Search code examples
pythonxmlcdata

XML CDATA section special character encoding Error when trying to open in browser


I have several XML files on our Amazon S3 server with our company's ads we want to display on various sites. Some of them require all the info with CDATA tags. But when I try to open the file with my browser it always gives me encoding Errors because of the special characters in the text. The text for each file is in another language (French, Spanish, etc.).

But isn't the CDATA section meant to ignore all special characters? I'm pretty new to Python, XML, etc, but I couldn't find an answer on Google (maybe I'm phrasing the problem in a wrong way, idk).

As soon as I encode the special characters (e.g. &) and remove the CDATA tags I can view the file with my browser without problem.

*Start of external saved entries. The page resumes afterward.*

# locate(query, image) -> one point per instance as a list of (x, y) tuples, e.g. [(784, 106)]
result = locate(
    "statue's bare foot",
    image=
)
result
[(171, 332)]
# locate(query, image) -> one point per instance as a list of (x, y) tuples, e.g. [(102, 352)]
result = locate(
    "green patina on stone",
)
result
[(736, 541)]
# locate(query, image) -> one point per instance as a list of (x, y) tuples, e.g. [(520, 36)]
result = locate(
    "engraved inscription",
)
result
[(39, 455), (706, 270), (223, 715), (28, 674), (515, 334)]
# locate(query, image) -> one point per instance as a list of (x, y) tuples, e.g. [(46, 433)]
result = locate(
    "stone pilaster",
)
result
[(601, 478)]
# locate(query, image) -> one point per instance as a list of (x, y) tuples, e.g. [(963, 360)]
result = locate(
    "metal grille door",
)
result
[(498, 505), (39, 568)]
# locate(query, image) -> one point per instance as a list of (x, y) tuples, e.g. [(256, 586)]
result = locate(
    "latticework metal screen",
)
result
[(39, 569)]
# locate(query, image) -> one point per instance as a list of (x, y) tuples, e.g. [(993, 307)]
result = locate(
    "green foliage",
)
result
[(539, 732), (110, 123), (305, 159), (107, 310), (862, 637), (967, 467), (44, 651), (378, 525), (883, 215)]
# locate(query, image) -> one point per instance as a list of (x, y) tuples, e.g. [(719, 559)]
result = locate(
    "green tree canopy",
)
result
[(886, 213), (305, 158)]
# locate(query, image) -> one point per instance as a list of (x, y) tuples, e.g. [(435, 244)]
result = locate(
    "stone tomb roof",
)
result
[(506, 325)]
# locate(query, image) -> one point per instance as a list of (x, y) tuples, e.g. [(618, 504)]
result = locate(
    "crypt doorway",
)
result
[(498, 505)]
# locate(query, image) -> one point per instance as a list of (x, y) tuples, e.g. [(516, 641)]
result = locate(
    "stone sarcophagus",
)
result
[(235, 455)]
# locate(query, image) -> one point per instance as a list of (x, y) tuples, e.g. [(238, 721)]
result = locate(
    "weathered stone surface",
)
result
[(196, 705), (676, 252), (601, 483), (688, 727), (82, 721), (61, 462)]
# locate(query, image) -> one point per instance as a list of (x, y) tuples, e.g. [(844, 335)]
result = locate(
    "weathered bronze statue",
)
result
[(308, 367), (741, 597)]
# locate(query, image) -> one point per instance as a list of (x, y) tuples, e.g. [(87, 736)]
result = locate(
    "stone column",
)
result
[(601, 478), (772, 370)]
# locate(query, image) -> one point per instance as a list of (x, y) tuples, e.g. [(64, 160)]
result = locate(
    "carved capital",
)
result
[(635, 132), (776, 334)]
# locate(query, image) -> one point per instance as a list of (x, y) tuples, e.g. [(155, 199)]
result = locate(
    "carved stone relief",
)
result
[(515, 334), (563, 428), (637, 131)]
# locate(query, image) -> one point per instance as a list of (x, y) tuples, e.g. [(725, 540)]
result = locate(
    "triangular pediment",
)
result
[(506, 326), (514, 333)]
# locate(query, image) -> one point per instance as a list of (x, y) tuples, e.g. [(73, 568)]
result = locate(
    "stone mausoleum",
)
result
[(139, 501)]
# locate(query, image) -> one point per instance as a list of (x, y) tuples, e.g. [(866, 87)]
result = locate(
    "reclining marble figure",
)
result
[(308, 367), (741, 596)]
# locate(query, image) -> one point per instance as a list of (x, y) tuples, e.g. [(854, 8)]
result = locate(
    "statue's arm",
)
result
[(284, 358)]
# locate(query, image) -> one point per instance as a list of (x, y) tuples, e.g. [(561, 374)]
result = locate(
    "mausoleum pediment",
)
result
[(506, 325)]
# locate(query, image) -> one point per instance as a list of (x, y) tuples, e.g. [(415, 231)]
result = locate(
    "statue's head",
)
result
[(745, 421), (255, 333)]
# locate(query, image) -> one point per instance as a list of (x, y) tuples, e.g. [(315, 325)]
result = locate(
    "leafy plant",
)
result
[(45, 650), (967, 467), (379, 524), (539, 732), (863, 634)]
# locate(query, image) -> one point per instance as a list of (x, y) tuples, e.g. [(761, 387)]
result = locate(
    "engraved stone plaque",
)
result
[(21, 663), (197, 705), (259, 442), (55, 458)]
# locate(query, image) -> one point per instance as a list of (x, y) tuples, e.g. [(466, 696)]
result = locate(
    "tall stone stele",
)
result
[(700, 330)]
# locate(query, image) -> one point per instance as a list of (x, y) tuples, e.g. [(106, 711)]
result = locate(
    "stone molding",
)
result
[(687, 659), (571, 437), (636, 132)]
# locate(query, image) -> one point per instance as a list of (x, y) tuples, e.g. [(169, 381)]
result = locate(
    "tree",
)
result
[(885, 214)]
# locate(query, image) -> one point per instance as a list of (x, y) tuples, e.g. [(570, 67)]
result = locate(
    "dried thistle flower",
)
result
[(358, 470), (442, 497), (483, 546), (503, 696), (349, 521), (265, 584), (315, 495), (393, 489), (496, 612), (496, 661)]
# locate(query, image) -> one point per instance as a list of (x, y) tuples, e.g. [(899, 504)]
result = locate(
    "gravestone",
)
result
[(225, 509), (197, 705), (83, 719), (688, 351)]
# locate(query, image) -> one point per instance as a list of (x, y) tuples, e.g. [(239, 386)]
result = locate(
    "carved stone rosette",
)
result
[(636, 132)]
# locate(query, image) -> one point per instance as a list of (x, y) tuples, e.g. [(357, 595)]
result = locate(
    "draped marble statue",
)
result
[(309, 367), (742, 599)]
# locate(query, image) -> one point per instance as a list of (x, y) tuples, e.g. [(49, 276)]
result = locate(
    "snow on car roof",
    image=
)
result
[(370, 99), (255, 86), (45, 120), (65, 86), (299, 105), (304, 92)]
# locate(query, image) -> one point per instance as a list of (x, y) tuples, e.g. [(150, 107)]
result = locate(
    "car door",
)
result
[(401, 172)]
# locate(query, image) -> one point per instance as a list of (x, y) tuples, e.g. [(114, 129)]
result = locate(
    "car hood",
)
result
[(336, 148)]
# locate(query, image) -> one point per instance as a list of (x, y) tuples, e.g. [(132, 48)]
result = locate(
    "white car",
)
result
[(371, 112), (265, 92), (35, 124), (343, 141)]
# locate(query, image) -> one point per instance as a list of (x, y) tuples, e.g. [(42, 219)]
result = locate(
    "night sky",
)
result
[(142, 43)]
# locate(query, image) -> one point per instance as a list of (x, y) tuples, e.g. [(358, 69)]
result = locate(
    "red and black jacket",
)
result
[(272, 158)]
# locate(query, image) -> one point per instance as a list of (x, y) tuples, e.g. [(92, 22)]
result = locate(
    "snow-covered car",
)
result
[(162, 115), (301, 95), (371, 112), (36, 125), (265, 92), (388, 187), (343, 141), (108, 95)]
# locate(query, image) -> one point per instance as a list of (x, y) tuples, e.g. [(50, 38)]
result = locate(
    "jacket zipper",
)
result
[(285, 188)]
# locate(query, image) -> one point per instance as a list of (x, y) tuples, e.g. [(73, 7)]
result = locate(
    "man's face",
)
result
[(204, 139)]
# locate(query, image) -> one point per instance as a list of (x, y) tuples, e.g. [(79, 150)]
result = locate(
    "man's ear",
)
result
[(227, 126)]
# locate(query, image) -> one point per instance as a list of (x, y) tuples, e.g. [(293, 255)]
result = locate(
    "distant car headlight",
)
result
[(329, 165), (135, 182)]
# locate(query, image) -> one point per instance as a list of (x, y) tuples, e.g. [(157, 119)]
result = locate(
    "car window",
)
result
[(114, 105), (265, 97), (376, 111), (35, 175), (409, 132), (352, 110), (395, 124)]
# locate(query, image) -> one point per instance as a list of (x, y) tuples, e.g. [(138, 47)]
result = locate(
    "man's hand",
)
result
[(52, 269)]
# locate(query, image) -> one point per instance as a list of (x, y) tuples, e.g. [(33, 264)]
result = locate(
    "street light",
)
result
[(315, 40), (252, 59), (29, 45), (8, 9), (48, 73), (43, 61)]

<?xml version="1.0" encoding="utf-8"?>
<source xmlns:xsi="http://www.w3.org/2001/XMLSchema-instance">

<job>
<id><![CDATA[removed]]></id>
<url><![CDATA[removed]]></url>
<title><![CDATA[removed]]></title>
<description><![CDATA[removed]]></description>
<date><![CDATA[removed]]></date>
<country><![CDATA[removed]]></country>
<city><![CDATA[removed]]></city>
<company><![CDATA[removed]]></company>
</job>

</source>

I expected to be able to put any special characters into CDATA without any problems but I'm not able to.


Solution

  • Using CDATA means you don't need to escape the XML-special characters like "<" and "&" as &lt; and &amp;. But it doesn't affect the handling of non-ASCII characters such as French accented letters. These need to be encoded (not escaped) using the character encoding declared in the XML declaration, just as if they were not in CDATA. (It's very anglo-centric to regard these characters as being in any way "special").